街の方で喧騒が巻き起こった。騎士団が隊列を変え、道を作った。一糸乱れぬ完璧な動作で敬礼をする。やがて四頭の一角馬に引かれた巨大で豪奢な馬車が騎士団の作った道から進み出てきた。馬車の周囲は鎧を着た人狼、皇族近衛隊【狼隊】が固めている。
「皇太子殿下の御出ましだ」レオパルドは敬礼する。「そろそろ出発の時間か」
「ユリシール王国の王都を目指すのですね。道中何もなければいいのですが」
「逆だオーギュスタ。王都で何もないことを祈れ」
「どっちにしたって、何も起きないに越したことはないわけよ」ディアナは首都バルシアを振り返った。「王都ってかなり遠いし、この街ともしばらくお別れってわけね。生きて帰ってこれればいいけど」そこで彼女は北門に向かってくるひとりの男に目を留めた。大きな男だった。群衆の中にあって、その男の姿はあまりに異質で異形だった。「なにあの馬鹿デカい斧。あんな武器はじめて見た。
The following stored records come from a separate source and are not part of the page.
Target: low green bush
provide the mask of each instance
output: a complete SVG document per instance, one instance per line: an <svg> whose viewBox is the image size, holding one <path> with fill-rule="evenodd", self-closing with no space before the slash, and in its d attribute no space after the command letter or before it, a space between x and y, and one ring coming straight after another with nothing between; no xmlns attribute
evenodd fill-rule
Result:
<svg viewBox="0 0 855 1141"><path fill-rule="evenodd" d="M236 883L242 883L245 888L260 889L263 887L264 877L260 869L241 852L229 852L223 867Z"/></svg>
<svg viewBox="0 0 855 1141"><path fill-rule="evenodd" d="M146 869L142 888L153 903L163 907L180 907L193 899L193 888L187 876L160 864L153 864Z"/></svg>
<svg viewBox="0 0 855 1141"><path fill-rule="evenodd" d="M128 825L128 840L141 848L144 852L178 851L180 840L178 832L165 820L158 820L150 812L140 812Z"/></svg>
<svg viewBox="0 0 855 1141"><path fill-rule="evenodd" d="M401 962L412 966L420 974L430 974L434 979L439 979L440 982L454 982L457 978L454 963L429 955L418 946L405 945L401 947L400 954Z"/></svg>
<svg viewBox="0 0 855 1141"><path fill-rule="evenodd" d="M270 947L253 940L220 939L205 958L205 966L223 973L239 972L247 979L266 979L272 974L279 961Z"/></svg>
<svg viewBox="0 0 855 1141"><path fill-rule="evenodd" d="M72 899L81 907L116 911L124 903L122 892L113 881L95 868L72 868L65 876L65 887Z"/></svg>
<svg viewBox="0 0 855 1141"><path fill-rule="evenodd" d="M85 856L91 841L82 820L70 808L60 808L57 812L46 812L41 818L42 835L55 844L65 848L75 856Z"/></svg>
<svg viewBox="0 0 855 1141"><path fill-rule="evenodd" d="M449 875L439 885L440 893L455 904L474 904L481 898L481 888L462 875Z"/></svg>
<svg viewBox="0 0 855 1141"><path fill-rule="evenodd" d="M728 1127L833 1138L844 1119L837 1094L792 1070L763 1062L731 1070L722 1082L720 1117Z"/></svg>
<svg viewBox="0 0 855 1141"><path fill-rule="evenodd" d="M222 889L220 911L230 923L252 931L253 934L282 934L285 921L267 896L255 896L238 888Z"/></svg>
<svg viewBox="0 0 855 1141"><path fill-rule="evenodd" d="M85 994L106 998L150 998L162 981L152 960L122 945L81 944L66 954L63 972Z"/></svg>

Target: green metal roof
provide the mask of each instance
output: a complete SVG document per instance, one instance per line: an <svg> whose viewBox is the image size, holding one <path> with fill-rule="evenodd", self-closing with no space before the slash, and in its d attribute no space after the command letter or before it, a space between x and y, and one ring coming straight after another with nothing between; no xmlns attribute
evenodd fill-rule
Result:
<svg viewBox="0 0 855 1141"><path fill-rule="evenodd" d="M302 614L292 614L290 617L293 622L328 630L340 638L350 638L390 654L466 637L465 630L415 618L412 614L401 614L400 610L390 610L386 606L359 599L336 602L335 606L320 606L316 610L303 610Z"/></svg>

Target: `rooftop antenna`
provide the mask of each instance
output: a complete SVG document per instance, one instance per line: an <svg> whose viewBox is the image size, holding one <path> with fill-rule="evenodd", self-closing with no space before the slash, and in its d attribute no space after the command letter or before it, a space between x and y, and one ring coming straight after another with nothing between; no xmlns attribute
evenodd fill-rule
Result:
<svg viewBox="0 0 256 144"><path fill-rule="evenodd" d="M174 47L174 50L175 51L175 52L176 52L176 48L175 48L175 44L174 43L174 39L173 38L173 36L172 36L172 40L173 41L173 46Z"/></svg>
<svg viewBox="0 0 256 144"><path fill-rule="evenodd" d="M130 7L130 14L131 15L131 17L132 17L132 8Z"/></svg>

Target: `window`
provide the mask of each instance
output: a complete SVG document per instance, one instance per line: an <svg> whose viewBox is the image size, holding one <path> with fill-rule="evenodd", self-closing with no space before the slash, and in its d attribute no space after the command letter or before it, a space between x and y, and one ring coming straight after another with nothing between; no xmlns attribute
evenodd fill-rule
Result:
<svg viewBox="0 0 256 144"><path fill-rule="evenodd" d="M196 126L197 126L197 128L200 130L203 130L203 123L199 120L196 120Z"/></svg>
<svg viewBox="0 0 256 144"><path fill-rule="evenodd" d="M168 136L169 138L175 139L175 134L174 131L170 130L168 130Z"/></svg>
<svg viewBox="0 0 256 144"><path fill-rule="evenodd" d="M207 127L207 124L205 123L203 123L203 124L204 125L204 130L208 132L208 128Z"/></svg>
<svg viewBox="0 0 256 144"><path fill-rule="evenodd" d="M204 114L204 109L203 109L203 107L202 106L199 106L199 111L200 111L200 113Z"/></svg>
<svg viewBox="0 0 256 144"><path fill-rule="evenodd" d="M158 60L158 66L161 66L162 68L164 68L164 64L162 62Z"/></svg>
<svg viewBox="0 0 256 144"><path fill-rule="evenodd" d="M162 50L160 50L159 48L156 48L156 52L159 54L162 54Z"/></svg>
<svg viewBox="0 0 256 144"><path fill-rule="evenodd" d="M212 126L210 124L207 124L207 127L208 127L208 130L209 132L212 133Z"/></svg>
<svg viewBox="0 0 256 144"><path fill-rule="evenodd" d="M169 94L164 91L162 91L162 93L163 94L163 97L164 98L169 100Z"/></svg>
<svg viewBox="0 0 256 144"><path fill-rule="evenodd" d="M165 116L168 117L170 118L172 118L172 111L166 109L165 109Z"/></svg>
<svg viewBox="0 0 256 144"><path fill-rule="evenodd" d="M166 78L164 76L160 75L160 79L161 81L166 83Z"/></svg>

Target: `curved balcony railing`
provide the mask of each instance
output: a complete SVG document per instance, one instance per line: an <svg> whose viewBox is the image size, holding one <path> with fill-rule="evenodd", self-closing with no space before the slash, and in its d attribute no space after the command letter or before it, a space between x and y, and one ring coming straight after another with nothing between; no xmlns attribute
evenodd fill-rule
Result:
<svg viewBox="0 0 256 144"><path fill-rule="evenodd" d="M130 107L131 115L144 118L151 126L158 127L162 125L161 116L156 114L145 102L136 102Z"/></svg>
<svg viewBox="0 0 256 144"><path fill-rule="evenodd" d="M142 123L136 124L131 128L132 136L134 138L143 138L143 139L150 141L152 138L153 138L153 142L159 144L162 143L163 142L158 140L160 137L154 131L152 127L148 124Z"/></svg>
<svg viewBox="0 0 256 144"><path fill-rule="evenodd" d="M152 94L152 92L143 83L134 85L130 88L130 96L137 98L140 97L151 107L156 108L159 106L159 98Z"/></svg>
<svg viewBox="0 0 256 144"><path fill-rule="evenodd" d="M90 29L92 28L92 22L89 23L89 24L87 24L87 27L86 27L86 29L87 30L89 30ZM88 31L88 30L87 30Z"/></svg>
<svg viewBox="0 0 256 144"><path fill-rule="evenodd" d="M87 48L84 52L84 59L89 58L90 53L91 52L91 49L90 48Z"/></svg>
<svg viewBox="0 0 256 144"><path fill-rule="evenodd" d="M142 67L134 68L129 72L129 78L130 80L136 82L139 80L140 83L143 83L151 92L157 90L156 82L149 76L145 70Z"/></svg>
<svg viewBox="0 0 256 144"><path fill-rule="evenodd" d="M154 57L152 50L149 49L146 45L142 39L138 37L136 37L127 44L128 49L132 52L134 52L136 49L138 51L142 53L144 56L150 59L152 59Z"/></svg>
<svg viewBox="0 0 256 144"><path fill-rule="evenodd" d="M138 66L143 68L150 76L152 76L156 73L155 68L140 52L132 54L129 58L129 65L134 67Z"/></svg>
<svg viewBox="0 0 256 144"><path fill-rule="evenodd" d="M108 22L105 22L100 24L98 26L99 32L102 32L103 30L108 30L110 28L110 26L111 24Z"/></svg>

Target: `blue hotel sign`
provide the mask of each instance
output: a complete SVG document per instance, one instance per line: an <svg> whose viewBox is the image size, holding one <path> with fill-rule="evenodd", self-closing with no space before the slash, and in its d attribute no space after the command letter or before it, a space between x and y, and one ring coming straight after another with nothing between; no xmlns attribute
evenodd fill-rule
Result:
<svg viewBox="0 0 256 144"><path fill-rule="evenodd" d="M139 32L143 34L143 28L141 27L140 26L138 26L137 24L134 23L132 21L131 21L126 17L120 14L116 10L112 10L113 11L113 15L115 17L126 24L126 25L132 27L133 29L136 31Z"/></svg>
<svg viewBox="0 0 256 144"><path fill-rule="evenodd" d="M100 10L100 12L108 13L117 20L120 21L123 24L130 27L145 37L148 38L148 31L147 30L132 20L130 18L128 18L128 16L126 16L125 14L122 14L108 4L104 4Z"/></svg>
本当に振れるのかな」
その言葉にクリムゾン・クローバーの面々も振り返った。
「アイツは確か」
ヴォルフラムは男を見据えた。
黒い鎧の亜人がそこに立っていた。
ザーチャはヴォルフラムの背を眺めた。
(なかなか鋭い男だ)愉しそうに嗤った。(やはり古来より『預言者』と呼ばれる精霊使いの感覚は並みではないらしい。だがまぁ、気づいたところで何が出来るわけでもないか、ククッ)
「どうしたザーチャ、ひとりでニヤニヤして」
「いや、なかなか愉しい道中になりそうだと思ってね。こんな素敵な旅路に誘ってくれて感謝するよヨハン副会長」
「僕は君の腕を高く買っている。用心棒として期待しているよ」
「任せてくれヨハン副会長、俺は期待を裏切らない男だ」
ザーチャはヨハンから少し距離を取り、周囲を見回した。人間、亜人、冒険者、騎士団、貴族。様々な種族、様々な身分の者たちが都市の中で生活を営んでいる。その中で暮らすのは楽しい。だからザーチャは人間に化ける。人を演じ、社会に溶け込み、平和を享受する。だがそんなものは所詮、かりそめの生活でしかない。
「そろそろ血が見たくなってきたな」
ザーチャは蒼穹の果てに聳える古の塔を思い描いた。
魔と瘴気の渦巻く死霊魔導師の居城。
逆五芒星をその身に刻んだ魔物たちが集うべき、約束の地。
異形の化け物集団【地獄に堕つ五芒星】が蠢く場所。
「やはりどう足掻いても俺は人にはなれないらしい」ザーチャは三月前の記憶に思いを馳せる。血と夜の支配者たる女王との戦い、最強の狩人たる狼との死闘、そして彼の同胞を屠った常軌を逸した赤い魔力・・・あの日ヤコラルフは血と死によって満たされていた。殺意と狂気が溢れていた。人間が立つことなど赦されない、掛け値なしの地獄。戦塵吹き荒れ戦禍渦巻く、超越魔物の為の戦場。今までそんな風に考えたことはなかったが、あれは、そうだ、あれは、本当に
「愉しかった」
あの地獄を神樹聖都セイリーネスを舞台に演ずることが出来るのだとすれば、地獄に堕つ五芒星に入った意味は十分にある。
なにせセイリーネスには奴がいる。
蛮勇の騎士と岩蛇の女帝を、彼の両親を殺した聖騎士が。
「蛇は執念深いものだよな」ザーチャは嗤い「それに復讐は冷えた頃が一番美味いというからなぁ」その双眸が魔蛇と成る。
冷気のような魔力が彼の全身から滲み、鱗を覆い隠す岩の肌に亀裂が走った。
『全員集結する前に帰ってこい』
ザーチャはカ・アンクの言葉を反芻し
「そうだな、もう少し戯んだら俺も塔に帰るとするか」
呟いた時には、すでに魔人は人の皮を被っていた。